The Oct. 1 mass shooting in Las Vegas where over twenty area hospitals were dealing with victims further reinforces the need for better “community-wide” support and communications.

Further, there are four requirements that facilities must fulfill complete before the deadline:

  • Risk Assessment and Planning Document
    Each individual facility must (internally or externally) perform a Risk Assessment to identify the areas that must be dealt-with to conform with the Final Rule.

  • Policies and Procedures
    Based on the Risk Assessment, develop an emergency plan using an all-hazards approach focusing on capabilities and capabilities that are critical for a full spectrum of emergencies, or disaster specific to the respective location(s).
  • Communications Plan
    Develop and maintain a communications plan to ensure that Patient care must be well coordinated within the facility, across healthcare providers and with State and Local public health departments and emergency systems

  • Training and Testing Plan
    Develop and maintain training and testing programs, including initial and annual re-training, conducting drills and exercises (full-participation and tabletop) in an actual incident that tests the plan.
Hospital waiting room
The Rule specifically aims at smaller facilities such as Eldercare Homes and Laboratories that are more focused on patient service

Hardware and software demand

What does this mean to the healthcare security and support community? While this rule does not apply specifically to healthcare security and safety departments, consultants who have experience in healthcare risk, vulnerability and threat assessments are best positioned to provide the necessary assessments in a timely manner.

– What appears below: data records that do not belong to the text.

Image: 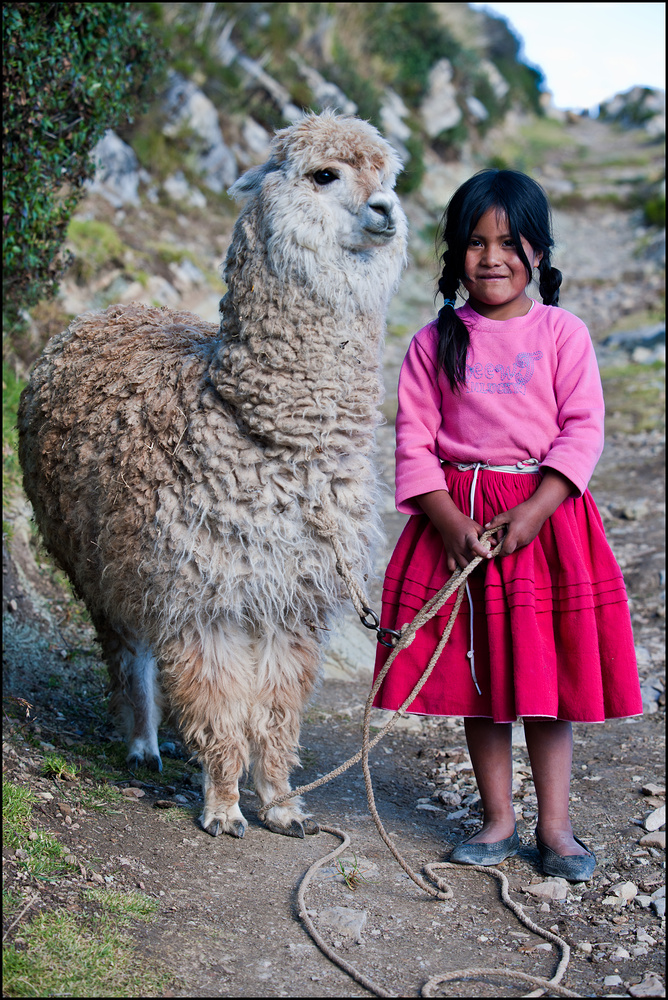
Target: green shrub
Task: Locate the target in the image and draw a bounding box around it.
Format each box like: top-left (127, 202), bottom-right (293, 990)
top-left (643, 194), bottom-right (666, 228)
top-left (2, 3), bottom-right (158, 325)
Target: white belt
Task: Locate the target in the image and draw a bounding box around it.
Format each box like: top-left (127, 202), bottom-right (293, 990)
top-left (447, 458), bottom-right (540, 695)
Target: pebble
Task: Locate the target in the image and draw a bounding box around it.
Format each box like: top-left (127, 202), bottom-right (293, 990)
top-left (610, 882), bottom-right (638, 903)
top-left (639, 830), bottom-right (666, 851)
top-left (434, 791), bottom-right (462, 809)
top-left (415, 799), bottom-right (444, 812)
top-left (628, 973), bottom-right (666, 997)
top-left (320, 906), bottom-right (368, 947)
top-left (522, 880), bottom-right (568, 902)
top-left (644, 806), bottom-right (666, 833)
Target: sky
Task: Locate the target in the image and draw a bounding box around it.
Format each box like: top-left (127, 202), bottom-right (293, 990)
top-left (471, 3), bottom-right (666, 110)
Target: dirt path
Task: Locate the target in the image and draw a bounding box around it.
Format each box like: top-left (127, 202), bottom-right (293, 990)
top-left (4, 388), bottom-right (665, 997)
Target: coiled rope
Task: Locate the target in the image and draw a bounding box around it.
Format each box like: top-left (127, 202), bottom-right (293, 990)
top-left (258, 511), bottom-right (581, 997)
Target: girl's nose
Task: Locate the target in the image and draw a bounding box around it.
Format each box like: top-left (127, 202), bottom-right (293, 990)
top-left (481, 243), bottom-right (501, 267)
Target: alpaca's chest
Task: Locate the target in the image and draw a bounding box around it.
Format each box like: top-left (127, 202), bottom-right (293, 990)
top-left (152, 448), bottom-right (378, 626)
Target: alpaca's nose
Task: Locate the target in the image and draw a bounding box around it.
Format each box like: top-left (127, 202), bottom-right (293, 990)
top-left (364, 191), bottom-right (395, 236)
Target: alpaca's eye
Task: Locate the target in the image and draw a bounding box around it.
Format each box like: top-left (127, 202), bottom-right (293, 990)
top-left (313, 170), bottom-right (339, 187)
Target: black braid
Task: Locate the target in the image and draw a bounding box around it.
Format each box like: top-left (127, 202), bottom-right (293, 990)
top-left (437, 250), bottom-right (470, 392)
top-left (538, 254), bottom-right (562, 306)
top-left (430, 169), bottom-right (561, 392)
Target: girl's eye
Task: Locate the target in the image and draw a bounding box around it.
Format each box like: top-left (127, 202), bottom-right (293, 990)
top-left (313, 170), bottom-right (339, 187)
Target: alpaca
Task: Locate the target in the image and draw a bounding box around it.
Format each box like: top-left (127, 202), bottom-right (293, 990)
top-left (18, 112), bottom-right (407, 837)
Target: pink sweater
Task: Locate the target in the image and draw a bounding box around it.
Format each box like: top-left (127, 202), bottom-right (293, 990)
top-left (396, 302), bottom-right (604, 514)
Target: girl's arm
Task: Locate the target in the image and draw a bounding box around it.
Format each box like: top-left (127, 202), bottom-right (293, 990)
top-left (486, 468), bottom-right (574, 556)
top-left (414, 490), bottom-right (496, 573)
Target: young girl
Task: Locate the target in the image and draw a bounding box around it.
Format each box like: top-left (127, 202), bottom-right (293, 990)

Security Integrators and other support vendors should also be ready for a demand for the following hardware and software to support the mandates of this regulation:

  1. Intelligent Access Control
  2. Visitor Management
  3. Mass Evacuation Alert Programs and Systems
  4. More extensive use of video surveillance so management can quickly assess an incident
  5. Interoperability appliances that community on public service networks
  6. Backup systems for all electronic functions from the Network Architecture to the simplest of healthcare support tools
  7. Electrical Upgrades
  8. Provision of Fresh Water and disposal of Sewage capabilities when the facility infrastructure fails
  9. Additional HVAC support through the facility’s backup systems
  10. Vendors for Fuel and other types of off-site support
  11. Suppliers of day-to-day supplies and medicine
  12. Communications support in the event of landline and cell phone failures

What should the healthcare community do?

What does this mean to the healthcare community? This Rule is not intended to focus only on large and medium-sized hospitals. It specifically aims at smaller facilities such as Eldercare Homes and Laboratories that are more focused on patient service rather than preparing the facility for a disaster.

Download the entire rule and resource information from the ASPR-TRACIE website. ASPR-TRCIE has been a leader in providing for those desiring additional support in this and other areas of healthcare emergency preparedness. While this rule focuses on Emergency Preparedness, it obviously touches on Business Continuity, Facility Management, Community Relations, Human Resources and other disciplines in the healthcare community. Make sure the C-Suite is aware of this rule and emphasize the timeliness.